To better understand Dask I decided to set up a small Dask cluster: two servers 32GB RAM and a Mac. All are part of a local LAN and all run identical version of Python 3.5 + Dask installed under virtual environment. I installed sshfs on both servers to share the data between workers. I was able to start dask-scheduler on 192.168.2.149 and 4 dask-workers on 192.168.2.26.
What I need help with is conceptual understanding of the topology to fully benefit from dask distributed architecture: - I run my experiments on my Mac, which is part of the LAN. I have a 20 GB csv I need to load into Pandas hence I run my py code locally. In my code, I set up a Dask client to use the dask_scheduler:
client = Client('192.168.2.149:8786')
then I try to load the large csv like this:
df = dd.read_csv("exp3_raw_data.csv", sep="\t")

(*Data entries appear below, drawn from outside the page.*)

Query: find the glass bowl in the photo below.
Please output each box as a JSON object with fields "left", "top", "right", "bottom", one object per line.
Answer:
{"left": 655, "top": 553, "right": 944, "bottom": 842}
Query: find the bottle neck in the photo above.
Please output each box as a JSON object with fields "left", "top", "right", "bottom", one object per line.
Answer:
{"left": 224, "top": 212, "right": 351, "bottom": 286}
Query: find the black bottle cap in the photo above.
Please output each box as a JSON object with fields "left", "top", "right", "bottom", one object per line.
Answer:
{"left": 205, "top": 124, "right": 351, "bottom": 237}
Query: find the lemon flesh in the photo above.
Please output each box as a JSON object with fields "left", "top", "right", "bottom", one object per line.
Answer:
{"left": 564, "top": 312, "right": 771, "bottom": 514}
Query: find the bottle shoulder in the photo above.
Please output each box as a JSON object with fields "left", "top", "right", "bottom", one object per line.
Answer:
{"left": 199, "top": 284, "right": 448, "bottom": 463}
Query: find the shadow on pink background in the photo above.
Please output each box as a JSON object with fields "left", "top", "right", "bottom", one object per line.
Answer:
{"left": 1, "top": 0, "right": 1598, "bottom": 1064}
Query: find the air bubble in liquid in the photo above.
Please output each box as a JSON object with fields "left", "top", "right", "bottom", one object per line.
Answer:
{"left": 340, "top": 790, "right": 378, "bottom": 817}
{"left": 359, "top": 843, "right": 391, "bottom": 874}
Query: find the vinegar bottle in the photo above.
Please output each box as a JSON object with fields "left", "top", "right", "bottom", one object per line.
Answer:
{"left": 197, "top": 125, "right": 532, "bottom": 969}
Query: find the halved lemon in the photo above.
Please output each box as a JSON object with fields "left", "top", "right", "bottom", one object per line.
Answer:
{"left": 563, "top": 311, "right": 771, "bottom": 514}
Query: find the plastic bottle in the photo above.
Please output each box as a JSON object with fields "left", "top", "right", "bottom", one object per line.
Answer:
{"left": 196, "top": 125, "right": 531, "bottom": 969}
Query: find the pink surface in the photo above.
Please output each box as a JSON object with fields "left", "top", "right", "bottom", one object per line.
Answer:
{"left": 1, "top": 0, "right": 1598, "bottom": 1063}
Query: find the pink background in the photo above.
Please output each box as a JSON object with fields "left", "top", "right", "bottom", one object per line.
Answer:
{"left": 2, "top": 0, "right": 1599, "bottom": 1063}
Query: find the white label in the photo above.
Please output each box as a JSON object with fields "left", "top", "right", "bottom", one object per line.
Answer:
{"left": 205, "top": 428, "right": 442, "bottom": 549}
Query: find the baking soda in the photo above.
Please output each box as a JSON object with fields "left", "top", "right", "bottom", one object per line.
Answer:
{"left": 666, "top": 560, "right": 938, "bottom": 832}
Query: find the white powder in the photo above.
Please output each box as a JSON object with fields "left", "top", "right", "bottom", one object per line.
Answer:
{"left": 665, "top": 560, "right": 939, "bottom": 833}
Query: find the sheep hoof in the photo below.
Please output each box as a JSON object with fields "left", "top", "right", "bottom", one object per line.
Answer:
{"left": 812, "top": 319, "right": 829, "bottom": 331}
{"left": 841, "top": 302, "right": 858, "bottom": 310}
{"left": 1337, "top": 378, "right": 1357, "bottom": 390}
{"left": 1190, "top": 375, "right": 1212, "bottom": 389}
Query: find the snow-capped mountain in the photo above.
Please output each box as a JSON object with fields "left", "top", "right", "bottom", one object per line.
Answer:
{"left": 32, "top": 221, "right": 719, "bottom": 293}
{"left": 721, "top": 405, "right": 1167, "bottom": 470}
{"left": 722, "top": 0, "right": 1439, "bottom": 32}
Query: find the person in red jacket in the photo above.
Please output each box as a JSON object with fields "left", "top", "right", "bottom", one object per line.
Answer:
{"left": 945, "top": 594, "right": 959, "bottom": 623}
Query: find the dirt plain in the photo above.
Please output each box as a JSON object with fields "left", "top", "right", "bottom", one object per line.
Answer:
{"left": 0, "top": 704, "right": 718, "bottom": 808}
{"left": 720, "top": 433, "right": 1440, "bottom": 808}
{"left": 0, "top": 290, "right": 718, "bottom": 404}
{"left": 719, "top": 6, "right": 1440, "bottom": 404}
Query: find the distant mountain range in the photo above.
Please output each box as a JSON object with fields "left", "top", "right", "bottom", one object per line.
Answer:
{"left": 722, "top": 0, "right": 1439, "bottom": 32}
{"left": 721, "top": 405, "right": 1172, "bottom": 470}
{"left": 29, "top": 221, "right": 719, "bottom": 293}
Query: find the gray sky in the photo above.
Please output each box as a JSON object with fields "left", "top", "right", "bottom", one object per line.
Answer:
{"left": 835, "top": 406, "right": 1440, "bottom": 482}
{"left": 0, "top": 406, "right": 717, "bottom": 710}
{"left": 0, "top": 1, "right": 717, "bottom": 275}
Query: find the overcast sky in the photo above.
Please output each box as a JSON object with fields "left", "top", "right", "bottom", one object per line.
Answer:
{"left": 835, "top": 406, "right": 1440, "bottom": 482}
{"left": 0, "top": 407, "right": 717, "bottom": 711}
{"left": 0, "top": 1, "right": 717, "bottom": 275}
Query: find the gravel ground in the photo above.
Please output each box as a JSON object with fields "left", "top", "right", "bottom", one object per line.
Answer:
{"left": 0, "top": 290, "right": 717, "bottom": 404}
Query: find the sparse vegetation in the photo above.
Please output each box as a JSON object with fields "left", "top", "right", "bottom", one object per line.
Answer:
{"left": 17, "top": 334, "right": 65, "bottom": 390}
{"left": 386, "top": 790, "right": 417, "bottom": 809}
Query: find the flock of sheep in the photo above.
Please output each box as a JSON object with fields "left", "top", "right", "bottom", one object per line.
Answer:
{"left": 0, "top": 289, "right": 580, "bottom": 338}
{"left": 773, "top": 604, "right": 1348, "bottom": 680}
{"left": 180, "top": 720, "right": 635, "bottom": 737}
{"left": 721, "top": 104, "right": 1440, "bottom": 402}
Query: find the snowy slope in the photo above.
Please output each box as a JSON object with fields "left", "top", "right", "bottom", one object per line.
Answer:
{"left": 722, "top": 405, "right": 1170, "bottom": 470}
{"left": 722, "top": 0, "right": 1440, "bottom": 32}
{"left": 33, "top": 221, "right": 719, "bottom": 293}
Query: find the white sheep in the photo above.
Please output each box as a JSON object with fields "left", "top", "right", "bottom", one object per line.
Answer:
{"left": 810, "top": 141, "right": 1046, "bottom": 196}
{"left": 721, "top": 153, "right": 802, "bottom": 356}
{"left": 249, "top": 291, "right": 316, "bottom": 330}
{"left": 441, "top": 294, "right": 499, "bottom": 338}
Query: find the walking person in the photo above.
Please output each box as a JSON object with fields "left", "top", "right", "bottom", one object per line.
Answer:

The csv is only present on my mac so the dask_workers do not know anything about the csv. If I move the csv to the directory shared via sshfs, then how would my mac reference that csv?
Any help is appreciated.
If I move the csv to the directory shared via sshfs, then how would my mac reference that csv?
You will have to find an address that is uniformly available to your client and all dask workers. Dask will not move your files around for you. It expects them to be accessible.
It's more common to use Dask alongside a network file system that all workers can see.